The pressure is intensified by Vietnam’s broader reform agenda. As regulatory frameworks evolve and capital becomes more discerning, expectations around governance and managerial depth are rising. Domestic firms are no longer competing solely on cost arbitrage; they are entering arenas that demand cross-border coordination, risk management and strategic discipline. These capabilities cannot be improvised at scale.
You can buy experts, but you cannot buy organizational maturity.
— Mai Hữu Tín, Chairman of U&I Group
Vietnam can absolutely become a new economic and political center of Southeast Asia, but only if it invests deliberately in the people and systems that will carry that scale.
— Prof. Markus Baer, Vice Dean of Executive Education, Washington University in St. Louis, Olin Business School
Comparative examples offer perspective. Singapore invested decades in leadership pipelines across both public and private sectors before reaching its current level of institutional sophistication. United Arab Emirates paired digital ambition with sustained investment in human capital development. In both cases, leadership infrastructure was treated as national capacity, not merely corporate overhead.

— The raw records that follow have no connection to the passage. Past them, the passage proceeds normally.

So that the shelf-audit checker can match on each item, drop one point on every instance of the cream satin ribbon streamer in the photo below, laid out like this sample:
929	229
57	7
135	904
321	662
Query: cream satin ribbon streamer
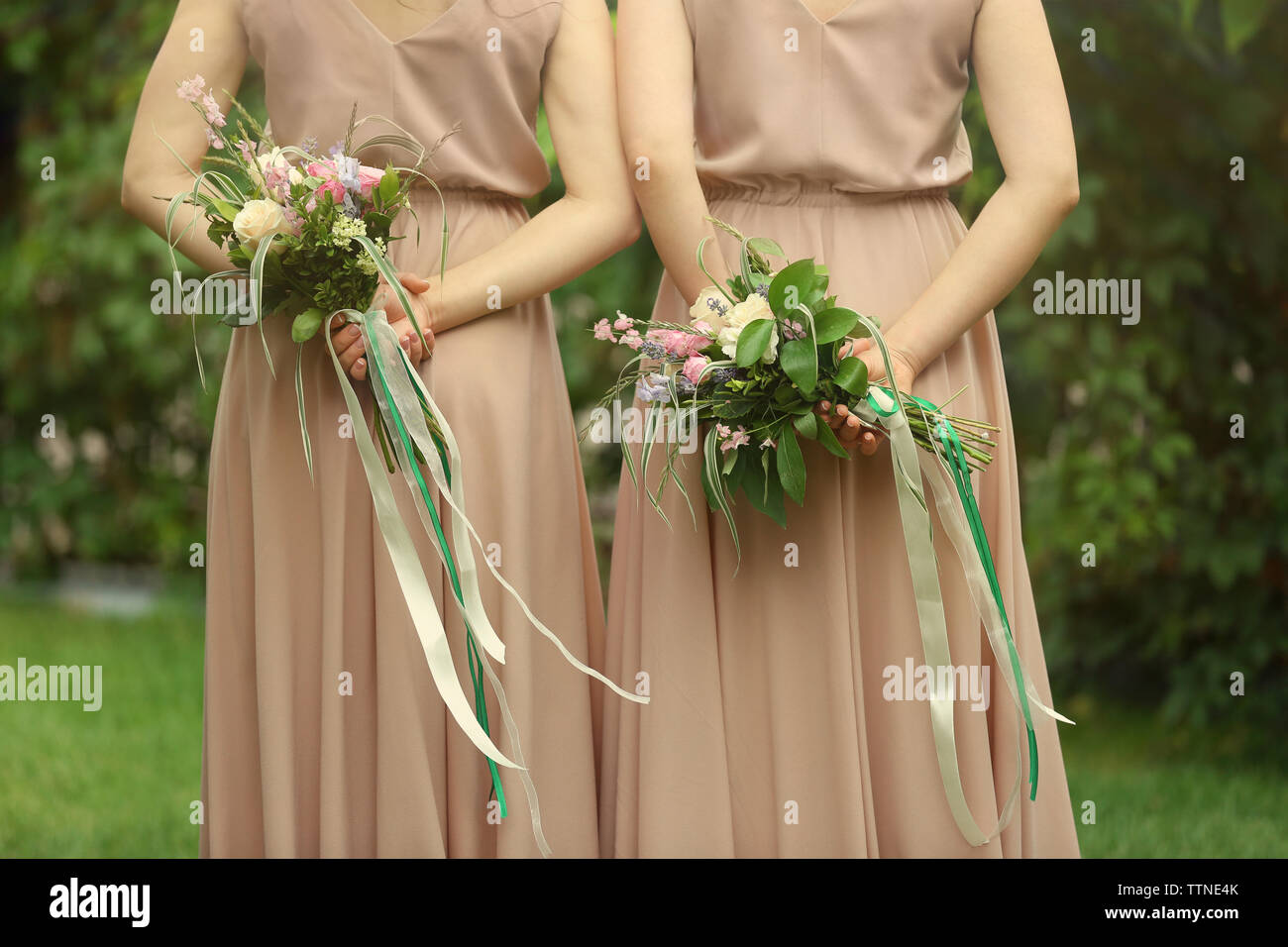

Vietnam’s structural advantages are evident: favorable demographics, strategic geography, expanding industrial capacity and growing capital markets. But the window for institutional catch-up is narrower than in previous development cycles. Technology cycles are shorter. Competitive landscapes shift faster. Organizational weakness that might once have been absorbed gradually now becomes immediately consequential.
Baer describes the country as possessing strong hardware but an operating system still under construction. The missing components are not abstract. They include unified managerial language, scalable decision frameworks, genuine delegation beyond founder shadow, disciplined technology integration and credible succession planning. These are not cosmetic upgrades; they are the architecture that allows growth to endure.
Vietnam’s ambition is not in doubt. The more difficult question is whether leadership capability will scale in parallel with economic opportunity. Crossing the trillion-dollar threshold will require more than capital and favorable geopolitics. It will require institutions capable of absorbing complexity without reverting to centralization.
“Vietnam can absolutely become a new economic and political center of Southeast Asia,” Baer says. “But only if it invests deliberately in the people and systems that will carry that scale.”
In an era defined by artificial intelligence and compressed change, speed alone is not decisive. Depth of leadership — distributed, disciplined and institutionalized — may prove the country’s real differentiator.